The receiver operates independently of the repeater for several reasons:
- Reduce Overhead: This approach reduces overhead in the repeater Core design to manage dvb access. My concept is for all the RF to be kept in one box. Motherboard running at GHz clock speeds spells interference and potential noise issues if happened to have low level RF signals coaxial cables draped over motherboard componets.
- Communication is through the 1Gbs Ethernet interface using RTP/UDP/HTTP with SSH for remote access. Theoretically, the receive could be located remotely from the core!
- Configurable: Receiver can be configured for different PCIe DVB cards to receive both DVB-S/S2 or DVB-T/T2 per frequency. DATV uses both DVB-S/S2 and DVB-T/T2 for terrestrial experimentation.
- Reduce Point of Failure: The receiver is constructed to fit in a hard disk bay of the repeater ATX 4RU chassis. A duplicate receiver can be simply exchanged to facilitate "upgrades and features" in 5 minutes making servicability key importance at a repeater site.

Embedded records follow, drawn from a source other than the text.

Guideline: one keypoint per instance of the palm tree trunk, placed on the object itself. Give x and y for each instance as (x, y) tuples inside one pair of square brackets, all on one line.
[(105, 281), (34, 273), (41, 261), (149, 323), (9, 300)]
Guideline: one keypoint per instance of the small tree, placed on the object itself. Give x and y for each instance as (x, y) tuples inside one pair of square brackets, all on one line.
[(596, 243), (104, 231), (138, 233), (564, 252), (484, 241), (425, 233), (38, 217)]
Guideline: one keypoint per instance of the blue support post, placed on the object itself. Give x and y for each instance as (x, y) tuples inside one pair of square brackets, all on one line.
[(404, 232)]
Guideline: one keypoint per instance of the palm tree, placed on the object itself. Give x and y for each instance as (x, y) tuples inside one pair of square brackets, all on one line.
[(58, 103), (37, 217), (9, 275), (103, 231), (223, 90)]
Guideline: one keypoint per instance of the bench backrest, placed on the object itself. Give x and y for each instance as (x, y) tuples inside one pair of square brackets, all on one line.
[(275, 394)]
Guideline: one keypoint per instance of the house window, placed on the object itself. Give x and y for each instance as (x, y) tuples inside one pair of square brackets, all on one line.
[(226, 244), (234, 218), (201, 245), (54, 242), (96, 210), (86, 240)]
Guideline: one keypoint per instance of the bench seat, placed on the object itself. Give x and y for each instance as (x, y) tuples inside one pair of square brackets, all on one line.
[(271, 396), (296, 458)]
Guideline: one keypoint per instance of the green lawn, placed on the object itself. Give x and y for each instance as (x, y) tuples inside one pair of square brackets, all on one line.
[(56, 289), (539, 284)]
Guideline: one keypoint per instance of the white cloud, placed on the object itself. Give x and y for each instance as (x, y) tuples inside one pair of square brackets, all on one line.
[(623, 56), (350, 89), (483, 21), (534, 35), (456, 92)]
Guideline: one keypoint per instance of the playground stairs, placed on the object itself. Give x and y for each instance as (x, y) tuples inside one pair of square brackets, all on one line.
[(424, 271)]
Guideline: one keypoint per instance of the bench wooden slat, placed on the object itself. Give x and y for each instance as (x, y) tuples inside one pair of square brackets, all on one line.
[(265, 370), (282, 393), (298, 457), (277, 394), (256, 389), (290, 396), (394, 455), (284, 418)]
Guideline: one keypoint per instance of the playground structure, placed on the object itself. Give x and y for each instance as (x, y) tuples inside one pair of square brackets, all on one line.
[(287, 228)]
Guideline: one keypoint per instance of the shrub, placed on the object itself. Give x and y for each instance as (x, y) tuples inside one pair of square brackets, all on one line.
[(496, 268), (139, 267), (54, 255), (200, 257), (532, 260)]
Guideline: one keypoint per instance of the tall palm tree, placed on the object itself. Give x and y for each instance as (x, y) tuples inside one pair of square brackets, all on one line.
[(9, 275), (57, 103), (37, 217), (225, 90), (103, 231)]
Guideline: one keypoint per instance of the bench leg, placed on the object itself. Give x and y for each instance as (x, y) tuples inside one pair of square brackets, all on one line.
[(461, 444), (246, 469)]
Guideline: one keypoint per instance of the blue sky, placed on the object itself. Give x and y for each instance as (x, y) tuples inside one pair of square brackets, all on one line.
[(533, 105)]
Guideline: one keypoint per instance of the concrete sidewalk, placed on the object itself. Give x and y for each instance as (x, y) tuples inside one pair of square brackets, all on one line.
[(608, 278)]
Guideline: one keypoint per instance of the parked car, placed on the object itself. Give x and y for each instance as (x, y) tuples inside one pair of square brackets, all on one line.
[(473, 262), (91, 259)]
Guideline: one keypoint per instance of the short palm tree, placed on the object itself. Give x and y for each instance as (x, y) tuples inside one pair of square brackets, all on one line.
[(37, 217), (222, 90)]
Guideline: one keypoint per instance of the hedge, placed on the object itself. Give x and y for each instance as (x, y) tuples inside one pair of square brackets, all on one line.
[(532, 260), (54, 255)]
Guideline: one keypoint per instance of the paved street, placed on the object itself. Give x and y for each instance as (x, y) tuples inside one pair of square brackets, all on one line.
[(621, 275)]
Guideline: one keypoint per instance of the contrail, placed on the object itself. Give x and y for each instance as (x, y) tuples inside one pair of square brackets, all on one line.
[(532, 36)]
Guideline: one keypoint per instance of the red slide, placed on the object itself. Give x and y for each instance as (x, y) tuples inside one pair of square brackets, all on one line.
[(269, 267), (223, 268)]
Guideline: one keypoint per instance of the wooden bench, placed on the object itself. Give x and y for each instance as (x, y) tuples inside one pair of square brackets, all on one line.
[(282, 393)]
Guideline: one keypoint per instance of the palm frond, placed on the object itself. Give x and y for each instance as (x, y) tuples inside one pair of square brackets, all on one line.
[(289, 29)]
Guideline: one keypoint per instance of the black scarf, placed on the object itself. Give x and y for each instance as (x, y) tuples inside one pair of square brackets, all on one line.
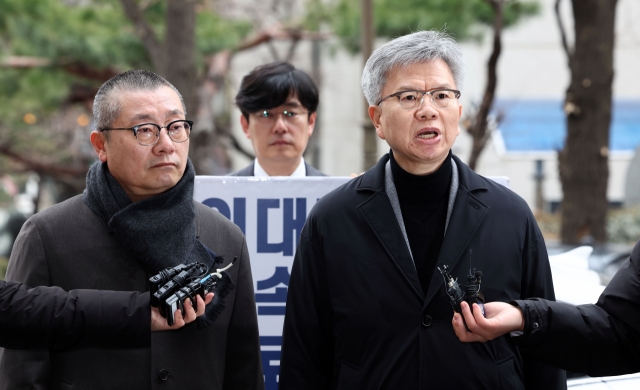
[(159, 231)]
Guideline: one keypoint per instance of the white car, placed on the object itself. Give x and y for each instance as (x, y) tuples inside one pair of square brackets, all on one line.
[(577, 284)]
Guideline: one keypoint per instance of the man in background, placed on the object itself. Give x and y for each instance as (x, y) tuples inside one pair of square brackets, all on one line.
[(278, 104), (136, 217)]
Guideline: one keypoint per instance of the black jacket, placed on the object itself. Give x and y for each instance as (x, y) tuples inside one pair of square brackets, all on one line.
[(49, 317), (67, 245), (356, 315), (601, 339), (248, 170)]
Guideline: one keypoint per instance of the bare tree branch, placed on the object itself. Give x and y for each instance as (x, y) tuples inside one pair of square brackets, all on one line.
[(478, 128), (144, 31), (272, 49), (296, 36), (563, 33)]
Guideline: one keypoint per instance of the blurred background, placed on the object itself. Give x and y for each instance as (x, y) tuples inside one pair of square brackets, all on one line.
[(551, 97)]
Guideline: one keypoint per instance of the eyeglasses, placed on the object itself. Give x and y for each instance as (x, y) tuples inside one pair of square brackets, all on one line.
[(269, 118), (414, 99), (148, 134)]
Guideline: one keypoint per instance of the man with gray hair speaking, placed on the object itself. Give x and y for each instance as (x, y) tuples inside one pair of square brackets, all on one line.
[(135, 218), (366, 306)]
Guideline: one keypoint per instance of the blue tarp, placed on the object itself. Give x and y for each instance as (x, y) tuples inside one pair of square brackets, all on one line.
[(539, 125)]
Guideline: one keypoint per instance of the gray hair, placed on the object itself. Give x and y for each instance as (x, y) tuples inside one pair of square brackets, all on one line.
[(419, 47), (106, 105)]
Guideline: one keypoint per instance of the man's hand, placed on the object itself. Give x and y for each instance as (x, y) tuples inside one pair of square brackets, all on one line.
[(158, 322), (501, 318)]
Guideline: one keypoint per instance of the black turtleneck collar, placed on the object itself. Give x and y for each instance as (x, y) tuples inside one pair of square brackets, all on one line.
[(422, 190)]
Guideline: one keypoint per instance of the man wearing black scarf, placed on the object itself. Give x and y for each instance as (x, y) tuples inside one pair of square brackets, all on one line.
[(366, 306), (136, 217)]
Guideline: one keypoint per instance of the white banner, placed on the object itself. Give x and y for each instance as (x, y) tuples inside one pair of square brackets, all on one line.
[(271, 212)]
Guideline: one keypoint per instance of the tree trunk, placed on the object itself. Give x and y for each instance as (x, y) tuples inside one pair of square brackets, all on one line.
[(179, 60), (583, 162), (478, 128)]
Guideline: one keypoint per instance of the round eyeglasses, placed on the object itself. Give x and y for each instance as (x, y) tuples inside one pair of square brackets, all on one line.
[(413, 99), (148, 134), (269, 118)]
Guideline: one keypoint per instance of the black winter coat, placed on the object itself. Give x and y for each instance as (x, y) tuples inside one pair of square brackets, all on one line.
[(356, 315), (67, 245), (598, 340), (49, 317)]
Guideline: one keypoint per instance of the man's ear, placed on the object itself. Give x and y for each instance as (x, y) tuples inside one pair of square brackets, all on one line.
[(99, 142), (244, 122), (312, 122), (374, 114)]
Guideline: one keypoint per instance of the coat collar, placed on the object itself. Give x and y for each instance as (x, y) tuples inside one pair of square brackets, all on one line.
[(466, 214)]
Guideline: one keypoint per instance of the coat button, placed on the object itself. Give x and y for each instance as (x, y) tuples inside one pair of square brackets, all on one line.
[(163, 375)]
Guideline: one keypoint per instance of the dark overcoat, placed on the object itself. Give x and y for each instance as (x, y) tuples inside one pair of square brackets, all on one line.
[(356, 315), (49, 317), (598, 340), (67, 245), (248, 170)]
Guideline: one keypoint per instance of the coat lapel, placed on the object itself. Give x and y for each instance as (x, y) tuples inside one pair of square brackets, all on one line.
[(466, 216), (379, 215)]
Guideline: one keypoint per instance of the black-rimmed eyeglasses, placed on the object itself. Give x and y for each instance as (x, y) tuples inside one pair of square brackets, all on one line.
[(414, 99), (148, 134)]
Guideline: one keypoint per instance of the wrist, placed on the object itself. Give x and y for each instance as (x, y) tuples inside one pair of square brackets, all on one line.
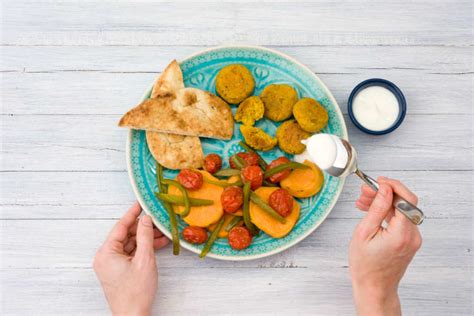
[(133, 311), (376, 301)]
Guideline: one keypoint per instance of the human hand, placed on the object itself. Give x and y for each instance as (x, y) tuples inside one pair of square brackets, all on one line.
[(126, 266), (379, 256)]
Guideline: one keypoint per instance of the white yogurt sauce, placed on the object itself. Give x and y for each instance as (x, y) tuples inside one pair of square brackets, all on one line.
[(376, 108), (321, 149)]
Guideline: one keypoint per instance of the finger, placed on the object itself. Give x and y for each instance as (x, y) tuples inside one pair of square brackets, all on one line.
[(133, 230), (144, 238), (365, 190), (400, 189), (160, 242), (157, 233), (362, 206), (120, 231), (365, 207), (377, 212), (366, 200), (130, 245)]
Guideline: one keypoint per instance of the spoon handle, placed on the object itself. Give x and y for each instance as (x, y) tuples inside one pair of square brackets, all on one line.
[(414, 214)]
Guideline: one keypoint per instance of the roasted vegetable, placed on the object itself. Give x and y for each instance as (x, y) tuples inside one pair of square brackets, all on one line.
[(205, 215), (212, 238), (178, 200), (267, 222), (304, 182), (185, 197), (263, 205), (246, 210), (169, 210)]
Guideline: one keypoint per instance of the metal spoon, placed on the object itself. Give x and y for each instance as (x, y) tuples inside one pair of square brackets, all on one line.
[(346, 163)]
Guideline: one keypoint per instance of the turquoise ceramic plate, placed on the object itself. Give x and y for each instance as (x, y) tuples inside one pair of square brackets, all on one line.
[(267, 66)]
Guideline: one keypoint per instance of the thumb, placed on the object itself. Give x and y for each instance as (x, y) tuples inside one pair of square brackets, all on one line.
[(378, 210), (144, 238)]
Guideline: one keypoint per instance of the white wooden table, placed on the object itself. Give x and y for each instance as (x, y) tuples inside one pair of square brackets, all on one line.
[(70, 69)]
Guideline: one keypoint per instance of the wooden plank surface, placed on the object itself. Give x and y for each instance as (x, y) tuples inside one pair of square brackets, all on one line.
[(69, 69)]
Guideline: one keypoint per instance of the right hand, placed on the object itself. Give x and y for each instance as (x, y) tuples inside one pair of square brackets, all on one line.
[(379, 256)]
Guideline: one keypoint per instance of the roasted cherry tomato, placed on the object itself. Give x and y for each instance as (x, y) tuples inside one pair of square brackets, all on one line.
[(212, 163), (239, 237), (251, 159), (190, 179), (277, 177), (232, 199), (281, 201), (194, 234)]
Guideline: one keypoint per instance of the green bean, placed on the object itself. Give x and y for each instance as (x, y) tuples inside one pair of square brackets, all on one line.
[(187, 207), (238, 161), (223, 184), (267, 208), (178, 200), (212, 238), (227, 173), (232, 223), (169, 210), (159, 177), (263, 164), (174, 227), (246, 211), (279, 168)]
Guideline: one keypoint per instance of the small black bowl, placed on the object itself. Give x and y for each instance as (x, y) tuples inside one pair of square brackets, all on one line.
[(381, 83)]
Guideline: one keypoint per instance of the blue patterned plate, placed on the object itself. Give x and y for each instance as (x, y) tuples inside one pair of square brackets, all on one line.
[(267, 66)]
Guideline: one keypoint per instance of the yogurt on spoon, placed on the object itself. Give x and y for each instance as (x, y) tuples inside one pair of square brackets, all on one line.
[(320, 149)]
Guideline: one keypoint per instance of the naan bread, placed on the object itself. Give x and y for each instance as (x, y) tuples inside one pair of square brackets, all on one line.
[(170, 150), (175, 151), (190, 111), (170, 81)]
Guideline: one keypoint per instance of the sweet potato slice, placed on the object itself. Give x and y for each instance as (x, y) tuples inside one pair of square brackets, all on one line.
[(222, 233), (304, 182), (269, 224), (202, 216)]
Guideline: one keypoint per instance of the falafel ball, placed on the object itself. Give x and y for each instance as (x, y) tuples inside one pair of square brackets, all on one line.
[(250, 110), (234, 83), (279, 100), (257, 138), (311, 115), (289, 135)]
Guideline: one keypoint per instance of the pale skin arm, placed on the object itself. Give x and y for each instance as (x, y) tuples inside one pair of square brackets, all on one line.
[(379, 256), (126, 265)]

- Raspberry Pi Compute Module 4 (CM4004032): 4GB RAM, 32GB eMMC, without WiFi to reduce RF at the site.
- I2C OLED Display: Used for fontpanel display to show status of the receiver.
- Modify TBS-6522H from 75 Ohm F-type to 50 Ohm SMA with 1:5 impedance balun. PCB to be designed to accomidate SMA's and baluns
- Operating System: piCore64 version 14.1.0
- Aplication: Entirely bash script (prototype for development) move to => deamon in future coded in Go.
- Build Script: Script for setting up necessary v4ldvb, TBS drivers, a few tools such as pcitools and the dvblast application. I'll develop a tcz package to load on sartup with all dependancies included. DVBlast leverages of BiTstream and libev libraries.
- Streaming Setup: dvb.conf is read to configure adaptors and begin streaming. signal lock is Multicast over UDP using socat. I used ncat initially however, it didn't cut it.